The workhouse grounds are extensive, including flower and kitchen garden in front and at the sides of the building, and behind there are small gardens, which are the airing courts for the infirm and the sick. The old people are taken into the flower or kitchen gardens by the master or matron, but we must confess that we should like to see them disposed about the grounds at all times, the men with their pipes, the women with their knitting or their bit of work; feel sure that the permission would be appreciated by the inmates, and could hardly be abused.

RECOMMENDATIONS.

We sympathise with the guardians, who have such an unmanageable structure for their infirmary. Still the difficulties are hardly insuperable, and we would suggest that some other part of the house might perhaps be adapted to infirmary work at a comparatively small cost. The worn out steps can be turned or replaced, and this is a matter that demands immediate attention, unless the Board is prepared for a possible coroner's inquest, with its damaging verdict of culpable negligence.
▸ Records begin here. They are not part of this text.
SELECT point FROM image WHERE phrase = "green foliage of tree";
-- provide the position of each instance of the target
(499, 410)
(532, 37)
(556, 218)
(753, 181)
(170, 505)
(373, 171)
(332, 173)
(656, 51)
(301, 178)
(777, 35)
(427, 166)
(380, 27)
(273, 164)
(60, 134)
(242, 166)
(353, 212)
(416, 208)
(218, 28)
Then with regard to the nursing, while admitting most fully the merits of the present attendant for the sick, we cannot feel that the best is done for them until they have a trained nurse, who should be also a midwife. In the small infirmaries this question bristles with difficulties; but even a year's training in a hospital or infirmary, and the course in a lying-in hospital, would be an immense gain in the service that is rendered to the sick and infirm. We have already referred to the need for some small addition to the comforts for the infirm old people.